Jessica Galang: You've talked about how solving some of these challenges with digital identity and getting people to embrace it can make it easier to build natively with Web3 based technology. Digital identity solutions can also make user control and sovereignty at the center of designing these products. Can you unpack that?

Riley Hughes: Yeah, what I sort of mean there is that, I think one thing that I've been waiting for since, I don't know, 2016 or something was I've been waiting to be able to use my Bitcoin to just buy things at an everyday store or something. I think the challenge with that is that, I mean the elephant in the room is like Visa already exists and I can already pay for things pretty easily, and so there's just not a real hair on fire problem there. I see the problems related to transaction fees maybe, but even then you can make arguments about value added services that the payments networks provide regarding chargebacks and other things that are valuable, that are helpful. And so for a lot of payments use cases or financial use cases, there's already so much existing infrastructure that's there that in a lot of cases is sort of good enough. The interesting thing with identity is identity is still paper. The only way to prove who I am online is still to take a photograph of a plastic card. Clearly we do not have good digital identity yet, and so as we go to drive adoption of something like a digitally native university diploma that can be composable and shareable and whatever else, as you think about how would we go about building that, you can build it from the ideal technologies instead of needing to think too much about integrating with some of the old school technologies. Again, this is not black and white. Obviously there are existing systems that do some of these things and get a little of the ways there.

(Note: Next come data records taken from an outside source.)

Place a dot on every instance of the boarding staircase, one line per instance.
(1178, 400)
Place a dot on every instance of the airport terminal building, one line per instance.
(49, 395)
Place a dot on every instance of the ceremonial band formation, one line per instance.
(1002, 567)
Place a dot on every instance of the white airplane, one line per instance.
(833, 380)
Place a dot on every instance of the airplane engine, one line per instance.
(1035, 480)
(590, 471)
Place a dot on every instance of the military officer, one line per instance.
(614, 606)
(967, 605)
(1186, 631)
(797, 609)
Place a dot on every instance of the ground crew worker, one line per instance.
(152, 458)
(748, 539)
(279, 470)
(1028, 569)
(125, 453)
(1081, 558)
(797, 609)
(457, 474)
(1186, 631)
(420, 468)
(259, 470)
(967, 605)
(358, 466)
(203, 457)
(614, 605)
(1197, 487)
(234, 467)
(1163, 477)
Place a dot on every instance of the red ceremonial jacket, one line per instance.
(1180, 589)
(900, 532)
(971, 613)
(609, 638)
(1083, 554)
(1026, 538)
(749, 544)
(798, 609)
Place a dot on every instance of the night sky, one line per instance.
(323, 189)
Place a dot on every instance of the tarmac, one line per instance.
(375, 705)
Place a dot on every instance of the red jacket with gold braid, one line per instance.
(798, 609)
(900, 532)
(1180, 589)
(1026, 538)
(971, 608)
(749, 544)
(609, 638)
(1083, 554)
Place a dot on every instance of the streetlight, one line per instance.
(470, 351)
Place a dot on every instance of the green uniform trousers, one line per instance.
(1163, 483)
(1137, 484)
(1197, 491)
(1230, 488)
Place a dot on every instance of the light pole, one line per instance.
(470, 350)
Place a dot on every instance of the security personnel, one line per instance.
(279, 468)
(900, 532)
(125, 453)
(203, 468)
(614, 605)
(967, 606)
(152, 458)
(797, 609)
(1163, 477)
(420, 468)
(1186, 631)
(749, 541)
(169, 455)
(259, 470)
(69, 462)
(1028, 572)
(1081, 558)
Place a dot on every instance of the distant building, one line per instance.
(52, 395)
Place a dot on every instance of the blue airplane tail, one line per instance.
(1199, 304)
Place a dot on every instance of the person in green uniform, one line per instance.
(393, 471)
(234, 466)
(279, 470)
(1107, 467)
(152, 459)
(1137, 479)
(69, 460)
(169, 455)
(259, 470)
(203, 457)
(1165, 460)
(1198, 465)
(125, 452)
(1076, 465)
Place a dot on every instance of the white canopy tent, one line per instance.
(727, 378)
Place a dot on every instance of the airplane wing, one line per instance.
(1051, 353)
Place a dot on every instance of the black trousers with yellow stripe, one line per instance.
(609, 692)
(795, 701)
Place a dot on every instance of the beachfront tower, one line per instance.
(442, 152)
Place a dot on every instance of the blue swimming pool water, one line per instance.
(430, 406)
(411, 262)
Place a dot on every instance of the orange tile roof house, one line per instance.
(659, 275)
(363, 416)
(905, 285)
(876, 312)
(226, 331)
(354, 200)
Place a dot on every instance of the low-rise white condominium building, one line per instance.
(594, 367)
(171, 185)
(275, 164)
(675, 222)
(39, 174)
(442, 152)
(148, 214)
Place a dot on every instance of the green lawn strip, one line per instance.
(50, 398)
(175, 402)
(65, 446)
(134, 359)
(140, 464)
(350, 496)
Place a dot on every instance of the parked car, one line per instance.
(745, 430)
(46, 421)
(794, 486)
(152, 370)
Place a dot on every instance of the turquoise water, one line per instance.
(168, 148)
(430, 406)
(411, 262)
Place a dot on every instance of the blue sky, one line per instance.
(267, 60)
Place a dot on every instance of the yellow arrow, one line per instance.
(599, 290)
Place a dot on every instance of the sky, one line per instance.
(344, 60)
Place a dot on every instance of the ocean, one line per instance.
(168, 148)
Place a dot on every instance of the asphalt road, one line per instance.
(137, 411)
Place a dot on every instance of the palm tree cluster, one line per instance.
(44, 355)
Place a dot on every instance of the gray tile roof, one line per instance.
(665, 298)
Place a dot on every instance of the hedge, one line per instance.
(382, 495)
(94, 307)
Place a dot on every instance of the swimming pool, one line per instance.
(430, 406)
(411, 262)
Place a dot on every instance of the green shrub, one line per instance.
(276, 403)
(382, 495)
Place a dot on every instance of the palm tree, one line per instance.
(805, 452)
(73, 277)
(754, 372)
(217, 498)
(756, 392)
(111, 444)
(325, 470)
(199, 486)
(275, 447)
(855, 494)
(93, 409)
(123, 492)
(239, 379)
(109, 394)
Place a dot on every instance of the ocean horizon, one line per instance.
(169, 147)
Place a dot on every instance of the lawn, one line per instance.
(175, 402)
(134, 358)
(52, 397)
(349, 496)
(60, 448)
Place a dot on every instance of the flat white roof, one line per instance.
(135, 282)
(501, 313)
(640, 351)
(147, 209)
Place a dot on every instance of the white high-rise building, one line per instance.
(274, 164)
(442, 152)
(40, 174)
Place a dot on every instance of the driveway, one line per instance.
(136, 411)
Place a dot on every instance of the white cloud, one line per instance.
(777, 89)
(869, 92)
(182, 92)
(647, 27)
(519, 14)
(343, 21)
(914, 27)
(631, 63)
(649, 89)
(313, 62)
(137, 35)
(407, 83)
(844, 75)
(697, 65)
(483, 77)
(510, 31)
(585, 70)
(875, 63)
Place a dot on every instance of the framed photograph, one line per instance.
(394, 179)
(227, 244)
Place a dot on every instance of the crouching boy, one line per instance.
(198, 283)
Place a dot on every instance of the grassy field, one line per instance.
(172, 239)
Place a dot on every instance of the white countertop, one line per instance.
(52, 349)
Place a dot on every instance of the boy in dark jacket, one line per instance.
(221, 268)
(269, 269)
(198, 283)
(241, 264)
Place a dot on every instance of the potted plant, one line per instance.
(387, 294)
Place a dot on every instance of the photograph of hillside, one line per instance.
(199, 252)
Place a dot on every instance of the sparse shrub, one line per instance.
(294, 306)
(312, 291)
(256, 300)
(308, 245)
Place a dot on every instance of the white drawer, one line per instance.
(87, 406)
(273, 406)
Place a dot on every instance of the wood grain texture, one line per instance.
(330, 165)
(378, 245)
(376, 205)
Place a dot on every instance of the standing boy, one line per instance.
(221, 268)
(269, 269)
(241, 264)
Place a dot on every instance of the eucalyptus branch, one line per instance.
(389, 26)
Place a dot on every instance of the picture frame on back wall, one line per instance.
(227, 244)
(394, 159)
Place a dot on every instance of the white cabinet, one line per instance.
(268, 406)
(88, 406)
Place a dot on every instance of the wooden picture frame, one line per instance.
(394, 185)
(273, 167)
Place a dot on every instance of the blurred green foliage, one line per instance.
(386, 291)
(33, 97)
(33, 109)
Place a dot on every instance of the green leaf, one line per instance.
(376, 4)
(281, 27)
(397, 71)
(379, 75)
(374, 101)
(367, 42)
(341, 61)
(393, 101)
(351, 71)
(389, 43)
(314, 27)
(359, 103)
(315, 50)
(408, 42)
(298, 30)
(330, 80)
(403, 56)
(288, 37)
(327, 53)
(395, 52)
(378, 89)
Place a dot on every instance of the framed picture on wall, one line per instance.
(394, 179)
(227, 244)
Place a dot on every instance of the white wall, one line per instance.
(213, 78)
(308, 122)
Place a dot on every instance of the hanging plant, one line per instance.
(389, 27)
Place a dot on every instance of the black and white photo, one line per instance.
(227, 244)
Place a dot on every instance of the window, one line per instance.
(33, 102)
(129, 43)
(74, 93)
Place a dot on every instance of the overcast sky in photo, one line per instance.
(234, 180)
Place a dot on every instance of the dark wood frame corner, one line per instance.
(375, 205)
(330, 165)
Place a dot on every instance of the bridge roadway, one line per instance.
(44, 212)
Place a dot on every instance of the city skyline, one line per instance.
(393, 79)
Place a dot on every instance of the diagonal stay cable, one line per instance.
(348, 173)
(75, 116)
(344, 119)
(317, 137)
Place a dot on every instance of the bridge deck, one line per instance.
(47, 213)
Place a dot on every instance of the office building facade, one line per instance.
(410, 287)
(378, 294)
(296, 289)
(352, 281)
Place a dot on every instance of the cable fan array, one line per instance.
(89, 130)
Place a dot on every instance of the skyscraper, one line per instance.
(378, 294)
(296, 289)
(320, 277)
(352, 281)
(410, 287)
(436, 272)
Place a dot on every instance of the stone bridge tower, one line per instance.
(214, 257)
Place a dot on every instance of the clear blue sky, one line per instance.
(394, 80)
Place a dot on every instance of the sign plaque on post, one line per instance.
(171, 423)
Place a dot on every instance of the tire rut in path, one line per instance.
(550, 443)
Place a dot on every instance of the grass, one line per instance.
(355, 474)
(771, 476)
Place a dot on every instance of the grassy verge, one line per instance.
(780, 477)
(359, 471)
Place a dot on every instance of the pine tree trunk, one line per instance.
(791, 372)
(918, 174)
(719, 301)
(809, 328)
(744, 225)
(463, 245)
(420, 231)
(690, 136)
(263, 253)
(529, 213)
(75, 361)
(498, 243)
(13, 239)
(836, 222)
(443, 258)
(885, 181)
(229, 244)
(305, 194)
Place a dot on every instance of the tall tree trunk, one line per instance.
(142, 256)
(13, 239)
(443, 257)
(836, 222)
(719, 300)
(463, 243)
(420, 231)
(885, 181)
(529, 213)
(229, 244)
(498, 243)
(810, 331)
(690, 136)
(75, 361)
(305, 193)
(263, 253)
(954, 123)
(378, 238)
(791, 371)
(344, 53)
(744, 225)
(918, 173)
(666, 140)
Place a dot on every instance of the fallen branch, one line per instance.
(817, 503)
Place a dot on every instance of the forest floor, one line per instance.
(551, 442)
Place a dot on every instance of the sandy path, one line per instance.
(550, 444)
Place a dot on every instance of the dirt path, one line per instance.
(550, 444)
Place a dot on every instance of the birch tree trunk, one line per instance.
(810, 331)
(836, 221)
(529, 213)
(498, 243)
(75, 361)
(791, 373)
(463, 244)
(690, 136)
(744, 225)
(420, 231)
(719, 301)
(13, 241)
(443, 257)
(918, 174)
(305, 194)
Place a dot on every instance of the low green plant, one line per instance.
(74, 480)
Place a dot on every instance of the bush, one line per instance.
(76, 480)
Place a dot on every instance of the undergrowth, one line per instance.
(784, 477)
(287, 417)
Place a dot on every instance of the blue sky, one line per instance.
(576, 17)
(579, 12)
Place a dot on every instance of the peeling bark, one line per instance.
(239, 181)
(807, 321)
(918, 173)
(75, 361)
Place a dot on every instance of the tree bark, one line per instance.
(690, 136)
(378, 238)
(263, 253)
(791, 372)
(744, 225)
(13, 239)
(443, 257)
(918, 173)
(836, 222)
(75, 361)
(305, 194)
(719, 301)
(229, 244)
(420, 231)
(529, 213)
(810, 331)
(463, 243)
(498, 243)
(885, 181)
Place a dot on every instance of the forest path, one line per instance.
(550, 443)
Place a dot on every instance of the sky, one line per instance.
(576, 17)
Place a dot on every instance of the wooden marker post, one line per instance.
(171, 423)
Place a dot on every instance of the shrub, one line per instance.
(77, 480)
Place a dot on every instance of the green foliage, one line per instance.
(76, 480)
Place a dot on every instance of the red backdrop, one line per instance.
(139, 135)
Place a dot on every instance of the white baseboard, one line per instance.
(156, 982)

But I guess the point is that instead of needing to think about a lot of the, for example, payments networks that were built in the 1960s with doing their best at that point in time, we today have at our hands, at our disposal, things like blockchain and modern crypto algorithms and things like that that we can bring to bear to solve some of these problems from the get- go.

Jessica Galang: So is this just a re- imagining of what's possible rather than just being like, oh, well I guess we're stuck with these centralized tools.

Riley Hughes: The way to maybe drive this home is if Visa were to build itself today from scratch, they would definitely do some things differently because different technology is available today. But because they've ended up where they have, some things are harder to do because you need to make it backwards compatible and work with legacy systems and all of that. The cool thing about identity right now, most of these things still just don't exist at all. So we get to build them now with the best technology available to us in a way that is more challenging in purely financial or payments based use cases in particular.

Jessica Galang: You've also talked about how interoperability of identity does require a set of standards that people agree on. How do you build standardization in a decentralized world like Web3? If we're using the visa example, a lot of fintechs were built on the back of Visa, but it is still a centralized provider. How do you reconcile that?

Riley Hughes: Yeah, standardization is key because building everything in a silo is not a recipe for success. You can sort of look at a lot of past attempts at solving the digital identity problem and things that are done in a proprietary way are rarely accepted. Digital identity is one of those things that is so core to who people are and is so core to many business's core processes, there's a reason your bank doesn't let you log in with Google. Some of these things are really, really important and depending on one single provider to provide all of that is just unlikely to work. So standards are an absolute necessity when you're building with identity. I think we're fortunate to have lots of incredibly smart people who have been working on identity standards for decades who can bring to bear a lot of the knowledge of what's worked in the past and who have been working on specific things for a very long time. So take for example, the verifiable credential standard. That is something that's commonly used in decentralized identity systems. Verifiable credential is like an NFT in the sense that it's a unique digital thing, but it's off- chain and it's nontransferable, so it has a little different properties relative to an NFT. It works a little better for identity, I guess, or private data. Verifiable credentials are a standard from the W3C that have been in the works for quite some time. Since really, I think before a lot of the current Web3 hype, this standard has been in development. So we can actually look to some of the existing standards bodies for the internet, things like W3C or IETF or ISO or whatever else, and take some of the things that the digital identity industry has been working on for years and bring those to bear and apply them in decentralized way or in a Web3 context.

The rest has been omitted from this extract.